Think about the first few weeks of wearing your hearing aids as though you are starting a new workout program, aiming to target muscles you haven’t used in a while. It’s always a good idea to follow a schedule set out by your audiologist, but you could set small, daily goals at first. Perhaps you wear your hearing aids for twenty minute increments at first, slowly building up your tolerance. Taking breaks is a great way to give your brain and nervous system a rest, but the trick is to keep coming back to wearing your hearing aids. Eventually, wearing them all day will feel ‘normal’ to you as a larger spectrum of sounds will return. 

Keep fitting and maintenance appointments

You might be tempted to grab your new hearing aids and think that you’ll figure the rest out on your own.

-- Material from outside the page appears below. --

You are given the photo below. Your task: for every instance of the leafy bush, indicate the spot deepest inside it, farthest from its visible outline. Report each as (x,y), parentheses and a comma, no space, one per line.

While the confidence is worth applause, your audiologist’s office offers a wealth of resources and support. As you wear your hearing aids, you’ll begin to notice how they’re actually working. You can report this data back to your audiologist where they’ll work with you to further refine the settings and fit of your hearing aids. The payoff here is huge, because you’ll end up with hearing aids that are tailored specifically for you and boosting their performance. 

Talk to other people with hearing aids

Finding a group of people who are going through similar challenges has been shown to increase emotional happiness, feelings of community and overall wellness. This is true for wearing hearing aids, too. Your audiologist may be able to put you in touch with a support group that is local to your area. There are also internet-based support groups for people with hearing aids located throughout the country. You can look them up online or search via Facebook. 

Schedule an annual hearing test

It’s likely that the way you hear will continue to change over time. By maintaining an annual hearing exam with your audiologist, you can stay on top of changing patterns in hearing loss. Plus, you’ll be able to have real-time adjustments to your hearing aids or be ready to move onto a new pair that best suits your future needs.